Fat and oil from restaurants, which clogg up our drains, will soon be powering the world’s biggest grease-fuelled power station.

Newham Recorder: CEO of 2OC Andrew Mercer and Thames Water commercial director Piers ClarkCEO of 2OC Andrew Mercer and Thames Water commercial director Piers Clark (Image: submitted)

It will be fed into a power station expected to produce 130 Gigawatt hours (GWh) a year of renewable electricity - enough to run 39,000 average-sized homes - when it opens in Beckton in 2015.

The plant will help Thames Water tackle the ongoing problem of so-called fatbergs. The water firm will also be the main customer for buying back the sewer clogging stuff in the form of renewable power.

A fatberg is build up of congealed fat and cooking oil, encrusted with everything else that literally goes down our sewers from human excrement to sanitary towels.

Thames Water regularly sends teams down London sewers to chip the fatbergs away like icebergs to stop the network getting blocked, especially beneath the West End where there is a high concentration of restaurants.

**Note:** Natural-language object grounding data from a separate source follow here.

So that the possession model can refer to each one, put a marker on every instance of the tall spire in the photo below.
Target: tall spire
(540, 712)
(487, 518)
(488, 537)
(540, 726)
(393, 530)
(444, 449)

Every year sewage blockades costs the company £1million.

Commercial director for Thames Water, Piers Clark, said: “This project is a win-win situation: renewable power, hedged from the price fluctuations of the non-renewable mainstream power markets, and helping tackle the ongoing operational problem of ‘fatbergs’ in sewers.”

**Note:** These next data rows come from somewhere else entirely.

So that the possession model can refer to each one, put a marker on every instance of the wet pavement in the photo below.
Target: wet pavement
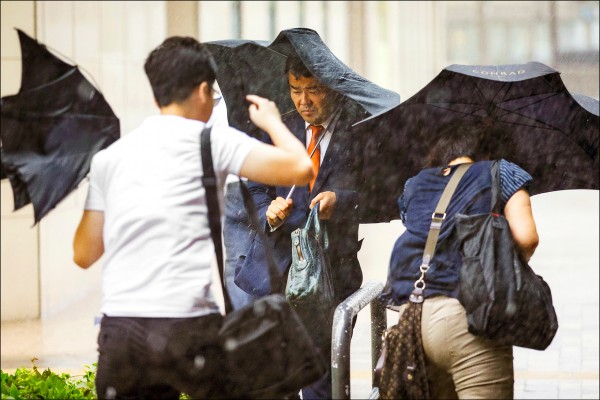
(567, 258)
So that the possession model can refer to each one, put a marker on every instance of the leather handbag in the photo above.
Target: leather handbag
(267, 333)
(505, 300)
(309, 288)
(403, 372)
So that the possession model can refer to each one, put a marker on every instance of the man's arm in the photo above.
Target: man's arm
(284, 163)
(88, 244)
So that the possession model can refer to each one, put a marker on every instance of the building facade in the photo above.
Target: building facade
(398, 45)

The water firm has also committed to providing at least half of the fuel required to run the generator in the form 30 tonnes a day of fat, oil and grease —enough to fill a six metre-long shipping container.

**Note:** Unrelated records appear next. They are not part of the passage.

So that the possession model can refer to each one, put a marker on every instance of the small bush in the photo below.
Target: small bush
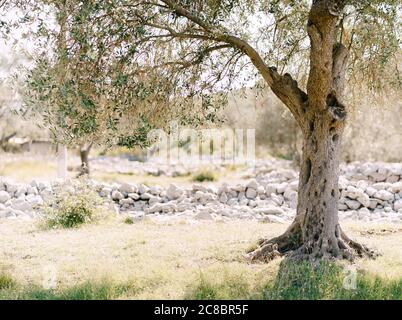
(72, 206)
(6, 281)
(103, 289)
(230, 286)
(204, 176)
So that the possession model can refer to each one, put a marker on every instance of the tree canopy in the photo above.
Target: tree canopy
(136, 64)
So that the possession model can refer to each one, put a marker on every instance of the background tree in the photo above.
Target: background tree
(205, 48)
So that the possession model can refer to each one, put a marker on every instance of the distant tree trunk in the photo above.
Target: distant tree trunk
(84, 155)
(4, 141)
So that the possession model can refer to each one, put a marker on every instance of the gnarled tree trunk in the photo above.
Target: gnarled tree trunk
(315, 233)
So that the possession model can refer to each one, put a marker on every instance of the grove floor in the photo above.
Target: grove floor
(164, 260)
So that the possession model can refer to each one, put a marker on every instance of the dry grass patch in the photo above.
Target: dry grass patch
(164, 261)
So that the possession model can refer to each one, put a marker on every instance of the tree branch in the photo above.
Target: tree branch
(284, 87)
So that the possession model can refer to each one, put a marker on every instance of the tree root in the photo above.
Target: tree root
(339, 246)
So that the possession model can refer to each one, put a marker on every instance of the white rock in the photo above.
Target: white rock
(251, 193)
(4, 196)
(398, 205)
(269, 210)
(272, 219)
(127, 188)
(352, 204)
(154, 200)
(142, 189)
(173, 192)
(290, 194)
(384, 195)
(277, 199)
(270, 188)
(146, 196)
(396, 187)
(371, 191)
(223, 197)
(105, 192)
(252, 184)
(363, 213)
(126, 202)
(281, 187)
(364, 199)
(134, 196)
(117, 195)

The rest of the power plant’s fuel will come from waste vegetable oils and tallow (animal fat).

The plant’s output will serve 3.5 million people and the nearby desalination plant, operated in times of drought or other emergencies.

Thames Water has agreed to buy 75GWh of its output and the remaining power will be sold on to the national energy supply grid.

It is the water firm’s sustainable fuel commitments, worth more than £200 million in the long term, which have enabled the £70 million construction project to go ahead.

The plant will be developed and run by utility company 20C, which says

it will produce enough renewable heat to supply any new housing schemes nearby.

Their chief execeutive officer, Andrew Mercer, said: “We are proud to be following in the footsteps of the energy supply pioneers who created Beckton. Our renewable power and heat, made available for local major infrastructure, is a clear sign that the regeneration momentum that helped create the Olympics continues within the borough. We plan to be good neighbours and will make a major contribution to the local economy.”